Pastoral Perspectives,

You may well have heard the statement a couple of times--'you need to be in it to win it.' That is often used of those who are providing encouraging counsel in finishing what has been started. The Apostle Paul would have agreed with that statement. In fact, in his letter to young pastor Timothy, Paul pens these words of encouragement in 2 Timothy 2:5-7.

"And also, is anyone competing in athletics; he is not crowned unless he competes according to the rules. The hardworking farmer must be first to partake of the crops. Consider what I say, and may the Lord give you understanding in all things."

Paul had compared ministry to that of being a teacher and a soldier previously. Now he continues with the comparison to an athlete. One who trains well for the race. The athlete must be in it to win it. Otherwise, his/her time is wasted. In using this metaphor, Paul is building from something he was familiar with; the Greek games. These ancient athletic contests were popular in Paul's day. There were basic requirements to win a crown, and each of them has an application for the follower of Christ today.

The first application concerns the requirement for being able to enter the race to begin with.

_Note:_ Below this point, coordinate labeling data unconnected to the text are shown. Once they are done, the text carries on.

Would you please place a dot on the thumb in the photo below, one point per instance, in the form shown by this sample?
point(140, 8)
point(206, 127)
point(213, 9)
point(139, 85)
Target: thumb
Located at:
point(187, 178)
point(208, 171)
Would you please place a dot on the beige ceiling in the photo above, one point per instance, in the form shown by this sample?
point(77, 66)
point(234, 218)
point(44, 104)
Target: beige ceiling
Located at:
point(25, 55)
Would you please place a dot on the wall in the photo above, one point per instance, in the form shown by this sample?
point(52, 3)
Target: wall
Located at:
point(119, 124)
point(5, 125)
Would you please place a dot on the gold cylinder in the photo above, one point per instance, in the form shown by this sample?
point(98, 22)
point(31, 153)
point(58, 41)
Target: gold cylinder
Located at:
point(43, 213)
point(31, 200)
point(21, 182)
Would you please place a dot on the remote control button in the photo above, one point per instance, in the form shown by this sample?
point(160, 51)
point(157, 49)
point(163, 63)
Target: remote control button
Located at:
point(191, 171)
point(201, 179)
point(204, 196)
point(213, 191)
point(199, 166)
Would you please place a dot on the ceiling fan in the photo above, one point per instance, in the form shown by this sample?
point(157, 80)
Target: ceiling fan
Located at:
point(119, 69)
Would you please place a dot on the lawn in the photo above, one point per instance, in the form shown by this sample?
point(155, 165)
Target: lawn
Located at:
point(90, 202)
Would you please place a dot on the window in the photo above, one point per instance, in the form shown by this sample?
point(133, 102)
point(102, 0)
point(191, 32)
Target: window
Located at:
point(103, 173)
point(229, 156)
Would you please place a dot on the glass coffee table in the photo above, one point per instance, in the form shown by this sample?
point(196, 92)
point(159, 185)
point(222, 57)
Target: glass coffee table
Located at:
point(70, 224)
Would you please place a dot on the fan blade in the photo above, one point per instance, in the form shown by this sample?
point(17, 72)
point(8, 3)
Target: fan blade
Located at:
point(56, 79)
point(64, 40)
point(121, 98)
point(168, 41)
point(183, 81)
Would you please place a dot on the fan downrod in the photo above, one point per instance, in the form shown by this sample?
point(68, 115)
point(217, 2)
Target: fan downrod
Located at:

To be included in the contest, an athlete was required to be a natural-born Greek. No exceptions.

For the follower of Christ this is made possible through the supernatural 'new birth' of the soul where we become co-heirs of Jesus Christ through faith in His redemptive work on our behalf. We become a son or daughter in the family of God through the supernatural transforming power of the Holy Spirit at conversion. So, to be qualified for the crown of righteousness, a person must be born again. John 3:3

The next application concerns the requirement of competing according to the rules. A Greek athlete was required to prepare for the race within the guidelines of proper training.

No one was able to just walk in off the street and enter the race. The Greek athlete was required to go through the rigors of intense preparation and training. This requirement eliminated the slackers; those who were in it for the experience but not in it to win it. The rigorous training 'weeded' out those who were not fully surrendered to the process. In the same way, the follower of Christ must be willing to embrace the disciplines of prayer, Bible study, witnessing, service and more. Disciples of Christ must prepare according to the rules. This requirement has been so compromised through the years in the attempt to get 'more' entered in the race and the result is that those who enter for 'the experience' only are not in it to win it. They are not running the race to finish well because they lack the discipline necessary to properly train for the journey that is demanding yet most rewarding when we compete according to the rules.

The final application concerning the requirements of running the race or contest. The athlete had to run the race set before him/her within the boundaries of the established guidelines. The athlete could not step out of bounds or break the rules. This would disqualify him/her from finishing well. An accomplished athlete is acknowledged and even admired not only for what he/she does but what he/she does not do.

So, if you're in it to win it, training, preparation and living within the boundaries are an ongoing part of the process in the journey home to be with Jesus. There's a reward to be presented to all who finish well.

Blessings on your preparations this week!